Interestingly, despite a clearly significant role that monocytes/macrophages play in sustaining a hyperinflammatory response in SARS-CoV-2 infection, it appears that not all patients with COVID-19 display monocyte morphologic changes in peripheral blood that we describe in our study. Nazarullah et al[6] have reported quantitative and qualitative peripheral blood changes in 12 COVID-19–positive patients and found that in their cohort, the most significant morphologic changes were related to nuclear morphology in neutrophils showing acquired Pelger-Huët anomaly and monolobate neutrophils. While we did find similar nuclear changes, they were present in a small number of neutrophils (predominantly <5% of neutrophils) and were not specific to COVID-19–positive patients; similar findings were present in COVID-19–negative ICU patients. However, we noticed another nuclear change in neutrophils in the form of Howell-Jolly body-like inclusions that was seen in 10% of patients with COVID-19. Similar to our findings, Nazarullah et al[6] have reported the presence of neutrophil toxic granulation and myeloid left shift, as well as the increased frequency of plasmacytoid lymphocytes in COVID-19–positive patients.

We recognize that analysis of morphologic changes in WBC is operator dependent and as a result could be subjective. In an attempt to standardize morphologic review of peripheral blood smears in patients infected with COVID-19, we have performed an exploratory analysis of morphology-associated research parameters, which are measured but not reported with every CBC with automated differential at our institution. Our analysis revealed significant differences in the research parameters related to morphology of neutrophils, monocytes, and lymphocytes between COVID-19–positive and COVID-19–negative ICU patients. Our experience with these parameters is scant, limiting the interpretation of these findings. However, the presence of different parameter values between COVID-19–positive and COVID-19–negative patients and the absence of such difference between COVID-19–positive ICU and non-ICU patients suggests that some of these changes could be attributed to the SARS-CoV-2 virus. For example, one could wonder if the differences in monocyte RNA content, as suggested by the significantly higher MO-Y value in COVID-19–positive ICU patients compared with COVID-19–negative ICU patients (124.09 vs 115.15, P = .0227), could be due to possible direct infection of monocytes by COVID-19, similar to the SARS-CoV virus.[25] It would be of great interest to investigate the research morphology-associated parameters in other viral or parasitic infections known to induce peripheral blood morphologic changes.
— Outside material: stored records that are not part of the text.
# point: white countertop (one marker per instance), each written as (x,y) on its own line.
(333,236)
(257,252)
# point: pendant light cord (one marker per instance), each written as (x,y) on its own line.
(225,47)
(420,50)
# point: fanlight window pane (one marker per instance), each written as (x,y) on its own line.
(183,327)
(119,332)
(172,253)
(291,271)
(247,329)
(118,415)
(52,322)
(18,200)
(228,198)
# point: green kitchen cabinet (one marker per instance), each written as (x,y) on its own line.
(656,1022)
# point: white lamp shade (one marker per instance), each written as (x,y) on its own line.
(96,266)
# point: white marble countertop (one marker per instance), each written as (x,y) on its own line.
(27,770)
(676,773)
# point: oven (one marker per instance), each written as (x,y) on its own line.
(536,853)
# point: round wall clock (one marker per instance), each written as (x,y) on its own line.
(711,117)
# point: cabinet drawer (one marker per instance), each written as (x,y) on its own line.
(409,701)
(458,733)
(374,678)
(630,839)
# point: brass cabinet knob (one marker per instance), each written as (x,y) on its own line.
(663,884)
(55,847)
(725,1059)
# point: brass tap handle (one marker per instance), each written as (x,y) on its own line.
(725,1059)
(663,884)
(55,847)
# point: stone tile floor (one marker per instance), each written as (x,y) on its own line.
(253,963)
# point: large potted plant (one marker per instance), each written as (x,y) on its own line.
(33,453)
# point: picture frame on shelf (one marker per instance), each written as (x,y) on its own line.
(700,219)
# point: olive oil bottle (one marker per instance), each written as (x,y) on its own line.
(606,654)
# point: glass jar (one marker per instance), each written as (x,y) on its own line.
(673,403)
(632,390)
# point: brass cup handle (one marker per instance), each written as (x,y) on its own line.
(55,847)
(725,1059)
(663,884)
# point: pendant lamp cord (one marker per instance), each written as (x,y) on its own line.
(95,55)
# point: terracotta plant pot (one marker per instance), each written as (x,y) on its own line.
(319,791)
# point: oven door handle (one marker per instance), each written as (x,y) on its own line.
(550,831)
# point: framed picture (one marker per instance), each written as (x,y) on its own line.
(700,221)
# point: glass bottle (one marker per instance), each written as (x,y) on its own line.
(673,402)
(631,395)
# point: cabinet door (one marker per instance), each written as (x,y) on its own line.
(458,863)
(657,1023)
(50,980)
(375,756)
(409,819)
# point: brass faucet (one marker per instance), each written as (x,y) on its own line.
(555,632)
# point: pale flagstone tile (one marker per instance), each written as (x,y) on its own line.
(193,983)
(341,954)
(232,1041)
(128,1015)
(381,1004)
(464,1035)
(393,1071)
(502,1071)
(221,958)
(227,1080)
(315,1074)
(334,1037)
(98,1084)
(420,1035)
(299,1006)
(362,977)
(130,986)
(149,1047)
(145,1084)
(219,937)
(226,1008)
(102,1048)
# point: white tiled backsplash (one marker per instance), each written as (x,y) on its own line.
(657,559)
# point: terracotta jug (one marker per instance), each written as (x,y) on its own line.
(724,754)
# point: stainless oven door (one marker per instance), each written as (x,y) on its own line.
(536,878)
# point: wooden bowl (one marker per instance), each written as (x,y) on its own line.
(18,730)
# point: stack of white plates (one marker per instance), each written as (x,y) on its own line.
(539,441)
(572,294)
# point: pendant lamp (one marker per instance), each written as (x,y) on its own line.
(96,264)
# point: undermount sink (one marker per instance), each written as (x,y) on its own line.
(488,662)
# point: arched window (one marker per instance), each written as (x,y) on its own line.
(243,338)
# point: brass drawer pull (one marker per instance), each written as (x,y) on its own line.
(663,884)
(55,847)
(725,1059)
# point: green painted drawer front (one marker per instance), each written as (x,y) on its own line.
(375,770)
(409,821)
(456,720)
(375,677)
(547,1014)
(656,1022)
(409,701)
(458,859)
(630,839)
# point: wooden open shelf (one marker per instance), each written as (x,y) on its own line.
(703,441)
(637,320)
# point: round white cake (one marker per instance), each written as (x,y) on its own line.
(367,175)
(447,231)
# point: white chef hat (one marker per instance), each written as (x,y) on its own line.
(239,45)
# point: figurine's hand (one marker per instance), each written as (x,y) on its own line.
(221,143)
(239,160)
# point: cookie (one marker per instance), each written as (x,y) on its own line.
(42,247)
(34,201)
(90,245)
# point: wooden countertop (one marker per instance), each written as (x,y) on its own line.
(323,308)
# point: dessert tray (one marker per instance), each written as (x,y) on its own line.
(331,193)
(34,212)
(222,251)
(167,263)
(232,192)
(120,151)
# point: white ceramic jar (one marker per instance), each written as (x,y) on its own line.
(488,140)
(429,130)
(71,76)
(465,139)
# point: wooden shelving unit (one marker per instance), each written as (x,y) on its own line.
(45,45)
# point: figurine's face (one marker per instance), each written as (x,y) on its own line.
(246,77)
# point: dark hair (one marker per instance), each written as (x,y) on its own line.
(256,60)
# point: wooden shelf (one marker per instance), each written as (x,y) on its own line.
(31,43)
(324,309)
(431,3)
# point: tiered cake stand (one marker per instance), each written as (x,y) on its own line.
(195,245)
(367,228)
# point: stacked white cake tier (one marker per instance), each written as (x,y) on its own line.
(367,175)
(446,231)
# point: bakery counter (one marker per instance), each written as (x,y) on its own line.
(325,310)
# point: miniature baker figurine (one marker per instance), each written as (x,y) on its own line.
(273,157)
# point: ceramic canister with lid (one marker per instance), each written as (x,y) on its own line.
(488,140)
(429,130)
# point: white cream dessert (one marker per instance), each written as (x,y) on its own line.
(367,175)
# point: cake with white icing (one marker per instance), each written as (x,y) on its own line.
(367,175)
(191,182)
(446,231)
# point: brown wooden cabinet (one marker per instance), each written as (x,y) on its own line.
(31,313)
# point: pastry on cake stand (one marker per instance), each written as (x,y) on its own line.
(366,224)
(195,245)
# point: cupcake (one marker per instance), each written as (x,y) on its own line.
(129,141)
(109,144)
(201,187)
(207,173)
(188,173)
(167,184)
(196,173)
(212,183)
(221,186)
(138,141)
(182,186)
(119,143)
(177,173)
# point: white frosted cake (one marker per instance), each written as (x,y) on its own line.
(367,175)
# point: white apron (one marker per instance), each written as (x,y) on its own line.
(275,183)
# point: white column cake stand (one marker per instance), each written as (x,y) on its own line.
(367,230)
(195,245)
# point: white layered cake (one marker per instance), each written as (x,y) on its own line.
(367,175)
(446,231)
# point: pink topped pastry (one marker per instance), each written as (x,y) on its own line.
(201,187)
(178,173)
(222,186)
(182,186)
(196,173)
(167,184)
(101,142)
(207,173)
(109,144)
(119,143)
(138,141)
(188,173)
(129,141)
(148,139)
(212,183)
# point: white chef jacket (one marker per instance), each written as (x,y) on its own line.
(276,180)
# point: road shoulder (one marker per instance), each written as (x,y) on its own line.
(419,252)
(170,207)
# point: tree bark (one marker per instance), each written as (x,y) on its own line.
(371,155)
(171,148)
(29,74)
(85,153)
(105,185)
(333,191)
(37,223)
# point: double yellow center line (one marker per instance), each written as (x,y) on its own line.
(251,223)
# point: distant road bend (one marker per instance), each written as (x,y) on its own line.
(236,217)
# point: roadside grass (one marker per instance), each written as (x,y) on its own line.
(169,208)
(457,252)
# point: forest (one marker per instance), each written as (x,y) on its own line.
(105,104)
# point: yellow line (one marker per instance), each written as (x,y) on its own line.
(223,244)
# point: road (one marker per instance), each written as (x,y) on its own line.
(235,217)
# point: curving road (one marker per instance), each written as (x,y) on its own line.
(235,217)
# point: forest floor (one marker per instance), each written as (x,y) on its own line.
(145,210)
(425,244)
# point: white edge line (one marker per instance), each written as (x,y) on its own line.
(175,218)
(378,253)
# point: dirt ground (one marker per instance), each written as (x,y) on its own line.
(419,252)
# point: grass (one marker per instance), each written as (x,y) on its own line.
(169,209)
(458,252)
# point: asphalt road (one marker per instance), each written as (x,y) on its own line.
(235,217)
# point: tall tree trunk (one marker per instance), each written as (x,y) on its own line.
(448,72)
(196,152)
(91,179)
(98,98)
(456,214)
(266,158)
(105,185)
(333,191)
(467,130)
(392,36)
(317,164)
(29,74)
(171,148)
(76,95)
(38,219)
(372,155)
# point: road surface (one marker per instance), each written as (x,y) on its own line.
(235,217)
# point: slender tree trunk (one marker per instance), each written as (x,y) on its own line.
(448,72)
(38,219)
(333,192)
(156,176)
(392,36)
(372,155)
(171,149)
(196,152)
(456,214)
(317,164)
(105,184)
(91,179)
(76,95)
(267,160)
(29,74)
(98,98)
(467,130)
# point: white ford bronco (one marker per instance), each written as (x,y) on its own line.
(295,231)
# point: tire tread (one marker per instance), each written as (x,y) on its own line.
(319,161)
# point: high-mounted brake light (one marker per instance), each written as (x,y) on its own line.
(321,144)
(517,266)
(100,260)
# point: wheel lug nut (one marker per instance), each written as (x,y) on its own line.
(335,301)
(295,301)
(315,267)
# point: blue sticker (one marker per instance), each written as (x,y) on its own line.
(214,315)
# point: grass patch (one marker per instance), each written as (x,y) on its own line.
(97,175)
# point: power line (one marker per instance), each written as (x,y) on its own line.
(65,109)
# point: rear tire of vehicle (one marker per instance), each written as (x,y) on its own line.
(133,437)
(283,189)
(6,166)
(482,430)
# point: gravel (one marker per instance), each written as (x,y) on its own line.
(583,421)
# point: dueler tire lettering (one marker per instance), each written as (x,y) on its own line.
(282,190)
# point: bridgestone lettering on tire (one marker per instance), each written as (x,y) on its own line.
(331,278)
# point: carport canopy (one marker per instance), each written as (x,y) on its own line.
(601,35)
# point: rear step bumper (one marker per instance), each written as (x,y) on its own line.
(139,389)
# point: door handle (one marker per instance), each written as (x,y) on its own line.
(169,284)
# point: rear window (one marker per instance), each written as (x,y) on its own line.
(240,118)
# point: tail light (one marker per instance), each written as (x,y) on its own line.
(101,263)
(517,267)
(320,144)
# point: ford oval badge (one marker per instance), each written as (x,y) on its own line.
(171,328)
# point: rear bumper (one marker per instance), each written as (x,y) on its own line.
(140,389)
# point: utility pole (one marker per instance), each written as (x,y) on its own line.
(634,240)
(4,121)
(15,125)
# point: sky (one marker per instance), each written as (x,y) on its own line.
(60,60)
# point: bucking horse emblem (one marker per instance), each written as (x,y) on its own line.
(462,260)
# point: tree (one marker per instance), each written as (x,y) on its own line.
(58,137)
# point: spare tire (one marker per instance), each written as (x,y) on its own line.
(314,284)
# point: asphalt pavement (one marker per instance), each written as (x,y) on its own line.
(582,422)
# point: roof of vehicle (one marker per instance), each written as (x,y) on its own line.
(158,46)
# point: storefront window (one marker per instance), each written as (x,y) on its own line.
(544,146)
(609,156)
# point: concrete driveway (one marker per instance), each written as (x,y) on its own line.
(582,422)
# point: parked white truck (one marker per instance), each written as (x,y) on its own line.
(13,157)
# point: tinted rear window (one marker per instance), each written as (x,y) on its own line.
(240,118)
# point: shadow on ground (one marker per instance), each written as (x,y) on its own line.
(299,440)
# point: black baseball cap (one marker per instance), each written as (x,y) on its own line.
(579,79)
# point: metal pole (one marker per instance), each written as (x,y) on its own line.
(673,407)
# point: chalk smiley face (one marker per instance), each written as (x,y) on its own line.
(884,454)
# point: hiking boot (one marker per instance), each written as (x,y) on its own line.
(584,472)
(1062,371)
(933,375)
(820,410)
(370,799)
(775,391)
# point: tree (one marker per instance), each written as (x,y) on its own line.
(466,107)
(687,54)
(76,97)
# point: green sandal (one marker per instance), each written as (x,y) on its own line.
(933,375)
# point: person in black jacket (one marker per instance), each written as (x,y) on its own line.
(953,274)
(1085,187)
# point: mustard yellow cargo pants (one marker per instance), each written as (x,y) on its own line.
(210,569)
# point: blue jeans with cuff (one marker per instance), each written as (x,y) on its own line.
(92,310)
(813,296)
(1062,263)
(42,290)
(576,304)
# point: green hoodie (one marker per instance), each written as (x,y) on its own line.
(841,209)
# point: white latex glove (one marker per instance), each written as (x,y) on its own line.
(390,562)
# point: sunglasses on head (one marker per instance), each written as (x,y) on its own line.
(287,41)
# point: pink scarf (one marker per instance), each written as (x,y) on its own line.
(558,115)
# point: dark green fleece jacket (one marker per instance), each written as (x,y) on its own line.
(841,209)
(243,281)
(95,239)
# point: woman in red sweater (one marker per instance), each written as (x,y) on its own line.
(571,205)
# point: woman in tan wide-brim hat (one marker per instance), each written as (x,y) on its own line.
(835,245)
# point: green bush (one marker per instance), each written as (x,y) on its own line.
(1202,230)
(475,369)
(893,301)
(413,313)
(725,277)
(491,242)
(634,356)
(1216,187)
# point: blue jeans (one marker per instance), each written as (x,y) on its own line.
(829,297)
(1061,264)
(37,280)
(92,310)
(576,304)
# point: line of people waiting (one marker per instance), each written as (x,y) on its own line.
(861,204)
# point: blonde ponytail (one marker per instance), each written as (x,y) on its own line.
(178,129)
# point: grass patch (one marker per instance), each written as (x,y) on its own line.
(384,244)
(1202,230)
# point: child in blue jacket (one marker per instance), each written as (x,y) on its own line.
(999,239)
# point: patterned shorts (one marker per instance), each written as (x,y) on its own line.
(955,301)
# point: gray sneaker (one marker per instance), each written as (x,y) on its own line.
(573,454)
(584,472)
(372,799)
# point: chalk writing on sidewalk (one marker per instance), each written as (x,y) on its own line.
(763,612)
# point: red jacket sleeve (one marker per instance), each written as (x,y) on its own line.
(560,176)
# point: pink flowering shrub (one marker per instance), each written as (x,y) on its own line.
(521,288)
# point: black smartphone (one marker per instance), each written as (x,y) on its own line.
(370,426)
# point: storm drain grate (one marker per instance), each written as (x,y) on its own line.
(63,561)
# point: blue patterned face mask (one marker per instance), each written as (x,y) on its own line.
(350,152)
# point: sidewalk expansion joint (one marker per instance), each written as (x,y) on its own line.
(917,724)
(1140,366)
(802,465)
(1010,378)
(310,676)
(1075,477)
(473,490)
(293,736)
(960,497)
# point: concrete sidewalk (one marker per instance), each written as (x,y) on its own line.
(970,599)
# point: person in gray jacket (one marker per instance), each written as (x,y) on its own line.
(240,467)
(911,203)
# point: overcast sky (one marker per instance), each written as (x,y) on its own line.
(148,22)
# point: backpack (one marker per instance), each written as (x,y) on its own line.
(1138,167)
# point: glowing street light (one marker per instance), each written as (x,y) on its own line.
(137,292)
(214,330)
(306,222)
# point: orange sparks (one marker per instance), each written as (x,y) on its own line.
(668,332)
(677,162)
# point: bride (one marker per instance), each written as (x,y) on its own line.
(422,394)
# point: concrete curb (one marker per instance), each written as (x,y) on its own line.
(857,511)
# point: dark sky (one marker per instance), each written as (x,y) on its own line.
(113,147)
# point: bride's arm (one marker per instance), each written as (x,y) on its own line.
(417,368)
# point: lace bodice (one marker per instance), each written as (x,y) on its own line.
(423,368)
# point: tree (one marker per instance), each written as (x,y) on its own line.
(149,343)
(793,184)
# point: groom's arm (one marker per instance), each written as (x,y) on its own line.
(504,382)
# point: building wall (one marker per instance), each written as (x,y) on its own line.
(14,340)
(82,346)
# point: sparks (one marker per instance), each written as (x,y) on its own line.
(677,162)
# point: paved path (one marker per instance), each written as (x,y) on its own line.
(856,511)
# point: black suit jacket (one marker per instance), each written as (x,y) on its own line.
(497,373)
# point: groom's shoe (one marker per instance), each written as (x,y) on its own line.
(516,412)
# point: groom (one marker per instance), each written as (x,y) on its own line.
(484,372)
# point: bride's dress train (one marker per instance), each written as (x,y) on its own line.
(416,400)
There have been a few studies exploring research hematology analyzer parameters predominantly in the setting of infection. The study by Henriot et al[26] showed that the lymphocyte research parameters AS-Lymph % and Re-Lymph %, measured on the Sysmex XN-10, may be useful in distinguishing between viral and bacterial infections in febrile children. Some research hematology parameters have been investigated as possible predictors of sepsis. For example, the analysis of neutrophil and monocyte volume parameters measured on the UniCel DxH 800 analyzer concluded that the inclusion of monocyte distribution width along with WBC count improves detection of sepsis at the time of the ICU admission.[27,28]

In conclusion, the newly diagnosed hospitalized patients with COVID-19 should undergo a comprehensive manual WBC differential analysis to look for morphologic predictors of poor outcome, as well as daily CBC with manual WBC differential to monitor for numerical and morphologic alterations suggesting potential clinical deterioration due to disease progression.